After practice one day, he went to the school's gymnasium and practiced post moves and shot around. The time away from the football field and scouring game film allowed Brumbaugh to not only prepare for the upcoming basketball season, but took his mind off the pressure of a championship game.
He went on to lead the Lions past Aliquippa, 34-28, in the best championship game of the day and threw three touchdown passes against Imhotep Charter to win the state championship that eluded Christian.
“There was a lot of pressure on him,” South Fayette head football coach Joe Rossi said. “When you run this offense, there always is. He obviously handled it all and in the biggest games, he played his best. That says a lot for the kid. To have the game he had at Heinz and the one he did in Hershey, he was awesome when it was on the biggest stage.”
South Fayette head basketball coach Rich Bonnaure is accustomed to playing shorthanded at the beginning of basketball season. The majority of his players spend the fall in football or soccer, but it is athletes like Brumbaugh who have helped the Lions average 18 wins in Bonnaure's 12-year tenure.
Brett's extra work in the gym with a basketball didn't hurt, either. He averaged nine points and 7.6 rebounds per game for South Fayette, which defeated Greensburg Salem in a WPIAL Class AAA preliminary round playoff game.
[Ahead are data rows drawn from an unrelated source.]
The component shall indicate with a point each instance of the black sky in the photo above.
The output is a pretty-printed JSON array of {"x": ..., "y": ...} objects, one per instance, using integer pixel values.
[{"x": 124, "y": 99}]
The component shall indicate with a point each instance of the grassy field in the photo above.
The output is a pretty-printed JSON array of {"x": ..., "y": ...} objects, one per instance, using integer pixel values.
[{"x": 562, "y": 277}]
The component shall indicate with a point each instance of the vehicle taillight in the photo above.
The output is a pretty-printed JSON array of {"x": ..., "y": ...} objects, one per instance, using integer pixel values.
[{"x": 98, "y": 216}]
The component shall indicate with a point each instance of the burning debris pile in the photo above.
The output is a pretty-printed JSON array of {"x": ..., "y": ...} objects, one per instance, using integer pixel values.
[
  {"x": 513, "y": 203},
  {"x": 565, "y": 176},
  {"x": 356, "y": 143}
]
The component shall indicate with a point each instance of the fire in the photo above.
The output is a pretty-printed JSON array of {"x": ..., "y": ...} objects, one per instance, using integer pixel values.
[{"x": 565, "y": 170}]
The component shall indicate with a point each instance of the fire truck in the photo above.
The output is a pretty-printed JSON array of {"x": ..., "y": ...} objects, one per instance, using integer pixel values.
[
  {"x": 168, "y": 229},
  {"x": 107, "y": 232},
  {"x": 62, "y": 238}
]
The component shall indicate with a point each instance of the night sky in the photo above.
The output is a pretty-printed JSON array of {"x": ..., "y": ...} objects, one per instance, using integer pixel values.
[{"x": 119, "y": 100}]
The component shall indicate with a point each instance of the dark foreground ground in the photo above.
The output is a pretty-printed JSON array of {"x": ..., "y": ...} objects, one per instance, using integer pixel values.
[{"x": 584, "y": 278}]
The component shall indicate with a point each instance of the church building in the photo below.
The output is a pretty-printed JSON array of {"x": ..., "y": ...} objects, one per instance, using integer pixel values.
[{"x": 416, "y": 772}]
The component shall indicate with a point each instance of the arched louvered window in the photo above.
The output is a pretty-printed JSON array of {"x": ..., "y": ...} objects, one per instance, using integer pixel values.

“He's the poster boy for kids who help keep our basketball program from dipping,” Bonnaure said. “That's the kind of kid he is. I think it takes a special person to dedicate time to two sports like that and he worked to become a pretty good basketball player.”
The youngest Brumbaugh learned his tactical, decisive approach to athletics from his older brothers. When Christian and Luke would bring home weekly packets filled with scouting reports or the occasional game video, Brett would be picking their brains with questions about reads and protections.
Brumbaugh, who has three Division I scholarship offers, quickly became a student of the game and faces the same questions from college coaches that Christian had in 2011, most notably, “Can he run a spread offense for a program that needs its quarterback to run?”
After losing just one game in 2 1/2 years and winning the two most coveted trophies in Pennsylvania high school football, he's ready to answer the concerns the same way he addressed the pressure of taking the reins from Christian and Luke – by winning.
“It gives me more reason to go out and perform at an even higher level,” Brumbaugh said. “There are always going to be doubters and what I have to do is not worry about people's opinions of me. That's what I've been doing my whole high school career and that's all you can do.”